Remove all HTML labels in a message field

User: "bea11005"
New Altair Community Member
Updated by Jocelyn

Hi everyone!

I want to delete all HTML labels in a message field, so I could count characters from the message without them with lenght operator.

How can I do it?

 

Find more posts tagged with

Sort by:
1 - 8 of 81
    User: "Thomas_Ott"
    New Altair Community Member

    You'll need the Web Mining extension for that. It has the ability to get rid of HTML tags. 

    User: "bea11005"
    New Altair Community Member
    OP

    I have to remove HTML labels of an attribute of a dataset.

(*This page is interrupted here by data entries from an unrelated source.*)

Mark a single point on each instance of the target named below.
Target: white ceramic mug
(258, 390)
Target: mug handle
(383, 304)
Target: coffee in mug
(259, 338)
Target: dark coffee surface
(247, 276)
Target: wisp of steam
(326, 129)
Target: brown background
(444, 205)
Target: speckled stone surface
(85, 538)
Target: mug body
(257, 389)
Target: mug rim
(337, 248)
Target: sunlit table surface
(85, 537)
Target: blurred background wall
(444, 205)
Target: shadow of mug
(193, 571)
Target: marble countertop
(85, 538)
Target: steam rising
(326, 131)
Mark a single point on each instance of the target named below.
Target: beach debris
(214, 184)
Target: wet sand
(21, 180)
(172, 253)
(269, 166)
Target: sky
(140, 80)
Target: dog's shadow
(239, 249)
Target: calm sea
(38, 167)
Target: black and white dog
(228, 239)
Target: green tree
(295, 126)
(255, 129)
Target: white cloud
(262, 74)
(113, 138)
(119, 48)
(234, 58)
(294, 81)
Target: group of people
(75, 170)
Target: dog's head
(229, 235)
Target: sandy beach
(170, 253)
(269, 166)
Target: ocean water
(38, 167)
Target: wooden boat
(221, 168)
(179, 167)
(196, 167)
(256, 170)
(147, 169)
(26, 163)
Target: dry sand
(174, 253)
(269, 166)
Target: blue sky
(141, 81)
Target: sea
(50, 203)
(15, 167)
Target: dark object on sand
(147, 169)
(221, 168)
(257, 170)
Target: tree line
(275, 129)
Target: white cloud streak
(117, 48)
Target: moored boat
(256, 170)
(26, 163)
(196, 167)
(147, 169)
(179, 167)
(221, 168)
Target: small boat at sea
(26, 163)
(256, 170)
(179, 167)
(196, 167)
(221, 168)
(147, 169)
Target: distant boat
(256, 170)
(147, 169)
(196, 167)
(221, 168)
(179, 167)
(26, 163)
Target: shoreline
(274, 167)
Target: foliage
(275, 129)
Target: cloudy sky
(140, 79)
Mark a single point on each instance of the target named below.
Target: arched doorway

    Which operator should I use?

    User: "Thomas_Ott"
    New Altair Community Member

    Depends on how your data is set up but I would look at the Extract Content, Unescape HTML, or Unescape HTML Document operators .

    User: "bea11005"
    New Altair Community Member
    OP

    I will try. Can i do it with a regular expressions tha delete everything between <> symbols?

    User: "Thomas_Ott"
    New Altair Community Member

    Yes you can do RegEx. Just use the Replace operator. 

    User: "bea11005"
    New Altair Community Member
    OP

    What RegEx can I use?

    User: "Thomas_Ott"
    New Altair Community Member

    Without seeing your data, I would guess something like this: \<.*\>

     

    and replace with a space or something else.

    User: "kayman"
    New Altair Community Member

    That's a greedy regex, so that would eat all your tags in one go and leave you with not much content.

     

    Remove tags either with <.*?> (note the question mark that makes it a non greedy regex) or <[^>]+>